Aetheria and Arkaziel made it ten steps before a more ornately dressed guard, an officer no doubt, set himself in their path with an ingratiating smile and cold eyes. Cold since the man appeared to be a bipedal salamander with black skin and orange coloration, the cold-blooded reptilian seemed to sense the cold embodied by Aetheria even without her manifesting a domain, aura, or any form of power.
“Excuse me, I couldn’t help but hear you claim to have come from Nova Azura. Has the legendary lost city of the Aetherial race been found, and more importantly, do you have any of their great works for trade? I am Cyndor Swifttail, Captain of the Gate. High Climber Torane Highreach would be very interested in acquiring any artifacts you might have.”
Aetheria didn’t entirely know what Captain of the Gate meant, beyond the man was an officer and liked his title. Nor did she have the slightest idea who High Climber Torane might be.
“Ah, well, Oizys shook Nova Azura into the depths of Grief. I’m afraid its treasures will remain lost forever.” Aetheria didn’t feel the need to mention she’d flown into the depths of Grief, reversed time with the Flame of Chronos, and dumped the reconstituted city into her inner realm and all of its treasures.
“Ah, the Goddess of Misery must have her due. Well, if you change your mind, do keep Lord Torane in mind, and if you happen to come out of the Tower with any grand artifacts, he would be most interested in directly bartering with you instead of through the Guild.”
“The guild? What do they do?”
“Ah, yes. Like most cities with Towers, we have a guild that helps administrate the climbers, their loot, and its effects on Inexoria. They will also collect your fee to enter the Tower and assess how much to tax you when you leave.”
“You.. tax people’s gains from the Tower?”
“Of course, how else would we maintain law and order within Inexoria? Why, before the High Climber established the Guild and took residence in the House of Governance, Inexoria was a vile shithole full of cut-throats who would stab you for copper, then sell your kidney as a placebo cultivation accelerator. Now, we have this, the peace the citizens of Inexoria yearned for.” Cyndor’s description of a lawless hellhole sounded like a story to Aetheria, leaving her wondering how long this Torane person had been in charge.
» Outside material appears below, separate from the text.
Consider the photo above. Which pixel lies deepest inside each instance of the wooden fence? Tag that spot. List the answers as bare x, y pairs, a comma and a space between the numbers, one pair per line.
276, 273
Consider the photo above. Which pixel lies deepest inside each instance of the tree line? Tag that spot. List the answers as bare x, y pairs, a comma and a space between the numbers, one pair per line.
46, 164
“I hate tax collectors,” Arkaziel said quietly. “Their awful personality ruins the taste.”
“Are you clergy to Moros, then?” Aetheria wondered at the propriety of them taxing and collecting on goods from the Tower.
“Ah, no. We do make a tithe to Moros for the privilege of being allowed to administrate things on this side of the Tower. Again, if you have any items of interest, please visit the High Climber. All of us would prefer Inexoria to remain neutral in the quarrels of the Gods.”
“Oizys has tried to make my life difficult already?” Aetheria sighed. She’d hoped to go straight to the Tower, but it seemed she had something to deal with first. “Where’s this House of Governance at then?”